Sometimes, simpler models work as well or better (defining “best” as “gives the result which is closest to actual experimental values”), but you don’t know what will be the case until you run simulations on several methodologies for something for which you do have experimental values. Once you do that to figure out which methodology to use, you can start playing with the stuff for which you do not have experimental values. (Disclaimer: it’s what my papers were about).
One of the issues is the treatment of solvent. These are often not represented as individual molecules (which would raise the amount of atoms very quickly), but as a system constant. With apolar solvents this works pretty decently; with polar solvents such as water, it doesn’t work so well, and when you’re modeling biochemical processes (reactions, protein folding… there is a whole enormous field in nucleic acid modelization which could make protein folding look like baby legos) it often turns out that individual water molecules are a necessary agent.

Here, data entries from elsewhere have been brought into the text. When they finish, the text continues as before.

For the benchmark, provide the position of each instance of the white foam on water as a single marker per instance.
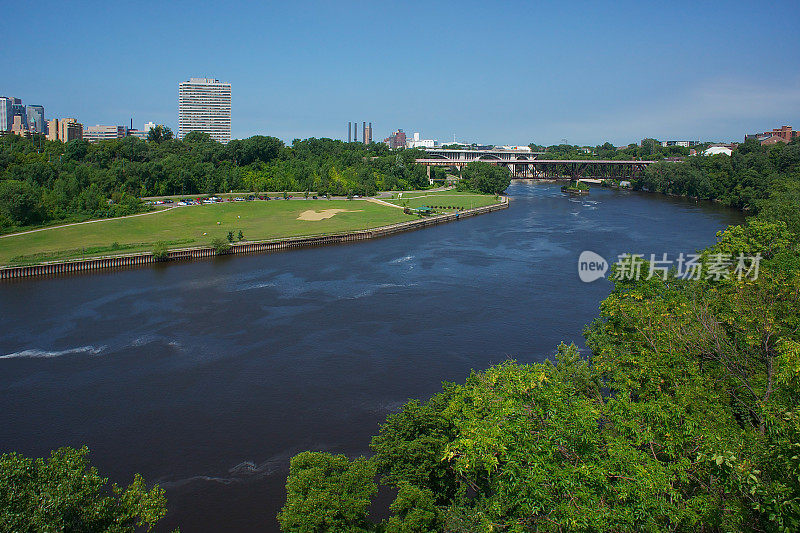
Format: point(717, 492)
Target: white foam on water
point(49, 354)
point(244, 471)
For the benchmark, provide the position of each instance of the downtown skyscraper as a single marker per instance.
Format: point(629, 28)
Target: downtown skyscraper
point(204, 104)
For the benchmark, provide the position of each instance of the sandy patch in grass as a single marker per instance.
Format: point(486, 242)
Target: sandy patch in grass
point(315, 216)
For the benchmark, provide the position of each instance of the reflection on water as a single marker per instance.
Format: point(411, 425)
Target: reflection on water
point(209, 376)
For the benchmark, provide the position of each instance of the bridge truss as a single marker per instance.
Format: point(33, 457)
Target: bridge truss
point(555, 168)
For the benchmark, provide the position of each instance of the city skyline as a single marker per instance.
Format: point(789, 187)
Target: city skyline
point(602, 75)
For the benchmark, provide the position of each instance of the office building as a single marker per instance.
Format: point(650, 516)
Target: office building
point(6, 115)
point(685, 144)
point(204, 104)
point(418, 142)
point(69, 129)
point(366, 136)
point(36, 121)
point(18, 110)
point(52, 129)
point(396, 140)
point(104, 133)
point(18, 127)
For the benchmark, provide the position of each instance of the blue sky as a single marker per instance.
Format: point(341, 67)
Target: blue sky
point(490, 72)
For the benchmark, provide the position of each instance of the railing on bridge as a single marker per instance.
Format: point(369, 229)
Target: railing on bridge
point(554, 168)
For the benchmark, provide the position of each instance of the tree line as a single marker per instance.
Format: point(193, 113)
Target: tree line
point(44, 181)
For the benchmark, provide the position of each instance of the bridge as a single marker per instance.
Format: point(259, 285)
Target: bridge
point(480, 155)
point(525, 164)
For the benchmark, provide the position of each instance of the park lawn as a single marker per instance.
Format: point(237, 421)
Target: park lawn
point(447, 200)
point(194, 226)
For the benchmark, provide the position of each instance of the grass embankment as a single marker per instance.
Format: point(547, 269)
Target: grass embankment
point(445, 201)
point(194, 226)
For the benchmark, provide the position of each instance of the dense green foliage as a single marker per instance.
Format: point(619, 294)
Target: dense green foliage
point(43, 181)
point(741, 180)
point(328, 493)
point(484, 178)
point(685, 416)
point(65, 493)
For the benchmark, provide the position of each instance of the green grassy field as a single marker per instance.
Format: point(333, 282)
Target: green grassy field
point(193, 226)
point(446, 200)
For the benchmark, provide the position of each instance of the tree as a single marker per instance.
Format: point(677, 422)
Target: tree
point(327, 493)
point(19, 203)
point(65, 493)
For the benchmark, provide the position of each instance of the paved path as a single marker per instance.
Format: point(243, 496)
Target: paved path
point(389, 193)
point(377, 201)
point(87, 222)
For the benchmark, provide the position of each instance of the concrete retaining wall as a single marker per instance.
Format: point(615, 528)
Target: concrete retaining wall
point(120, 261)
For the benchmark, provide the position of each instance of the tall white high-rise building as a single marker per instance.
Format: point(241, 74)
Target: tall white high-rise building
point(204, 104)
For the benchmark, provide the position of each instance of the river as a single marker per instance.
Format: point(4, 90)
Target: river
point(207, 376)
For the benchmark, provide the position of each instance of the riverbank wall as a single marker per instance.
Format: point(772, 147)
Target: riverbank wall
point(251, 247)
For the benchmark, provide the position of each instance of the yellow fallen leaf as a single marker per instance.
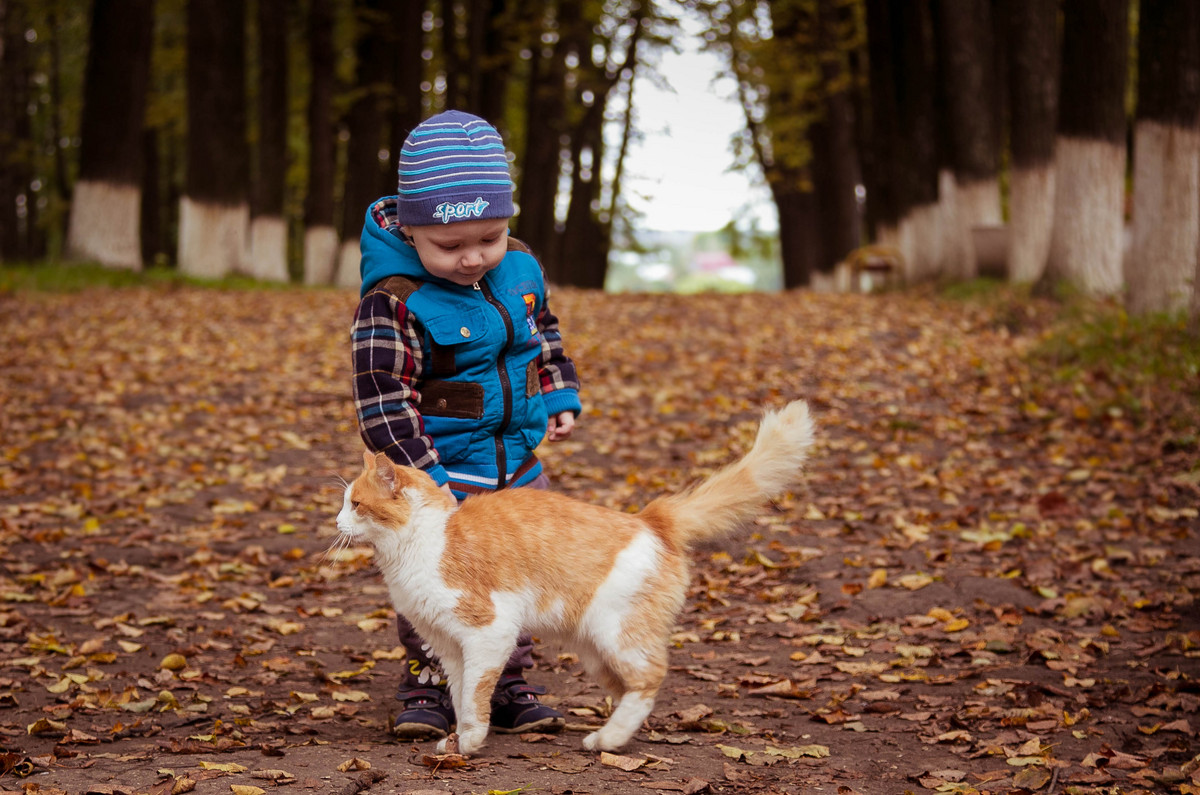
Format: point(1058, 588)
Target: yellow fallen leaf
point(373, 625)
point(351, 695)
point(915, 581)
point(796, 752)
point(173, 663)
point(623, 763)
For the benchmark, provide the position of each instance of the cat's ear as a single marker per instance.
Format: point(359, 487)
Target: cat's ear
point(385, 471)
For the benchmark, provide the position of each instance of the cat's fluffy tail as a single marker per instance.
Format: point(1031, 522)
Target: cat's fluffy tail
point(735, 494)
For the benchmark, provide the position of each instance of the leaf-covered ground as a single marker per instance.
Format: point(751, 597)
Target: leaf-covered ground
point(985, 585)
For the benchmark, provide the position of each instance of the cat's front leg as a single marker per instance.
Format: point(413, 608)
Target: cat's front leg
point(483, 662)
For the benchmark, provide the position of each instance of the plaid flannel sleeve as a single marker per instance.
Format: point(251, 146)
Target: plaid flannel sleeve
point(559, 382)
point(388, 365)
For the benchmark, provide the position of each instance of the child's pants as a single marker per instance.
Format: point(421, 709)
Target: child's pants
point(423, 668)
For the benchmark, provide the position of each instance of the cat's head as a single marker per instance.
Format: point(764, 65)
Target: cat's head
point(382, 500)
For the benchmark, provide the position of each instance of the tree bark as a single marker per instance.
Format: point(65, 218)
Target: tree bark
point(918, 231)
point(319, 235)
point(967, 60)
point(268, 228)
point(545, 127)
point(834, 157)
point(16, 135)
point(405, 39)
point(107, 208)
point(153, 235)
point(1032, 31)
point(1167, 159)
point(214, 210)
point(1090, 150)
point(882, 132)
point(364, 127)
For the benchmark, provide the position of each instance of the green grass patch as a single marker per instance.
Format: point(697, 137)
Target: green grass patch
point(1101, 336)
point(63, 278)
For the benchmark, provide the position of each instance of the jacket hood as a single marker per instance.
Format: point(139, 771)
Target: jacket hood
point(384, 251)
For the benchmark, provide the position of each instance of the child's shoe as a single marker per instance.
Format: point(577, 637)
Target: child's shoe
point(427, 713)
point(516, 709)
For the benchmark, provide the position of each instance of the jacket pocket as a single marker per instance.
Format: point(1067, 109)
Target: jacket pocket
point(455, 399)
point(533, 383)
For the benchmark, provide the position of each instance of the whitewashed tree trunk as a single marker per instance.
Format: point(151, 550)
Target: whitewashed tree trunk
point(268, 257)
point(348, 259)
point(1031, 221)
point(106, 223)
point(319, 255)
point(211, 238)
point(977, 204)
point(919, 241)
point(1085, 246)
point(954, 244)
point(1165, 217)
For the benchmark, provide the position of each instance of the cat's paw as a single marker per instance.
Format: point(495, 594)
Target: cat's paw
point(603, 740)
point(472, 740)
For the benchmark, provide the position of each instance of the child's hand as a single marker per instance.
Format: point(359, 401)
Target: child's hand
point(561, 426)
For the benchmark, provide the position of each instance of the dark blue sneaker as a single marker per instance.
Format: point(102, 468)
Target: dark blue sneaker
point(516, 710)
point(427, 713)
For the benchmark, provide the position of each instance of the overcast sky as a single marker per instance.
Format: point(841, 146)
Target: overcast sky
point(682, 166)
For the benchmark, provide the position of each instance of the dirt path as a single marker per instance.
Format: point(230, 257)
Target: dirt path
point(987, 584)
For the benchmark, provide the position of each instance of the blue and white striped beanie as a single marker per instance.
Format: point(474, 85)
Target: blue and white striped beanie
point(453, 167)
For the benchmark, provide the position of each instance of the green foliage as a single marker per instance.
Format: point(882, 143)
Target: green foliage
point(1087, 335)
point(1101, 336)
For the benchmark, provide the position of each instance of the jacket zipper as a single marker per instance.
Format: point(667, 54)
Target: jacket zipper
point(505, 386)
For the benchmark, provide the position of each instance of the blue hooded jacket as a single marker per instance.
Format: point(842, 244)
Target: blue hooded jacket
point(497, 412)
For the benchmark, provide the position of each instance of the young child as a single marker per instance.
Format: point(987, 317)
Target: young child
point(459, 364)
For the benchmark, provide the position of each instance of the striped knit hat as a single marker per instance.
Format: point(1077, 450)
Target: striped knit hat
point(453, 167)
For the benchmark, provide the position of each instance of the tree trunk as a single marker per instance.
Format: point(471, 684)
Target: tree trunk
point(405, 39)
point(1090, 150)
point(580, 255)
point(215, 211)
point(107, 207)
point(363, 154)
point(882, 132)
point(501, 48)
point(918, 233)
point(834, 157)
point(798, 234)
point(1032, 31)
point(269, 227)
point(451, 59)
point(151, 217)
point(1167, 159)
point(969, 82)
point(16, 136)
point(545, 126)
point(319, 235)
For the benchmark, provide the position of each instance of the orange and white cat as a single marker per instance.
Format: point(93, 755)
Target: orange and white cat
point(606, 584)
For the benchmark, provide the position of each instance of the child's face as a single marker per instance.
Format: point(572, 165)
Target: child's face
point(462, 251)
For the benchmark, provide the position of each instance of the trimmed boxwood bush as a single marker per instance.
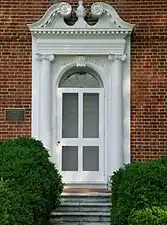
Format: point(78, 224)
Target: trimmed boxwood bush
point(153, 216)
point(13, 209)
point(31, 183)
point(138, 186)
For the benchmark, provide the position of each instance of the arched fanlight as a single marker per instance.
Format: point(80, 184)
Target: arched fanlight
point(80, 80)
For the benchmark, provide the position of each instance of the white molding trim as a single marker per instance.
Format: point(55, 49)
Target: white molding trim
point(103, 48)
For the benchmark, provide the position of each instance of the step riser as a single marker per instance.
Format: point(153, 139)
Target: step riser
point(83, 200)
point(81, 219)
point(79, 223)
point(83, 209)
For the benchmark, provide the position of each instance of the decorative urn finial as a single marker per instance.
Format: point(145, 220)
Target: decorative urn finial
point(80, 12)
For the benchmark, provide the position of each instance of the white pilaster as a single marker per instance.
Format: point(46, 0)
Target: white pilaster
point(45, 98)
point(116, 111)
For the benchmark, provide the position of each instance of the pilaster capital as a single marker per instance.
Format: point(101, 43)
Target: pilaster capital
point(49, 57)
point(113, 57)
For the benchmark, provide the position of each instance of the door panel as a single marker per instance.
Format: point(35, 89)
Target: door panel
point(70, 115)
point(90, 115)
point(81, 133)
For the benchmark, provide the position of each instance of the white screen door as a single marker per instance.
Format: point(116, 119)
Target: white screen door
point(81, 134)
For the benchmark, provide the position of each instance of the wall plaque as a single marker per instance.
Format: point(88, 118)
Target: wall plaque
point(15, 114)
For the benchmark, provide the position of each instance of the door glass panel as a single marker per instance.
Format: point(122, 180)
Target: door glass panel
point(70, 115)
point(91, 158)
point(69, 158)
point(90, 115)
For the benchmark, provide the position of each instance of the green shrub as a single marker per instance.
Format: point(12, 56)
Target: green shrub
point(13, 210)
point(36, 180)
point(153, 216)
point(138, 186)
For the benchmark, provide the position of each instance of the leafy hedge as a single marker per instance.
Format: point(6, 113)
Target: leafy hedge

It’s not “just” the medium for the reaction, but neither is it a reagent in the traditional sense, it forms hydrogen bridges between different points of a protein, or between different molecules, thus helping get things in the necessary configuration. So… how many individual molecules do you actually need to paint, to get your results right? At least it will be as many as X-Rays say there are trapped inside the solid protein, but it can be more.
So how many amino acids does a protein have to have before its quaternary structure will choke a modern supercomputer? Would hemoglobin do the trick?
Hemo was already being modelled 20 years ago, in computers that were smaller than your cellphone. Modelling it’s folding, on the other hand, is what’s a lot trickier.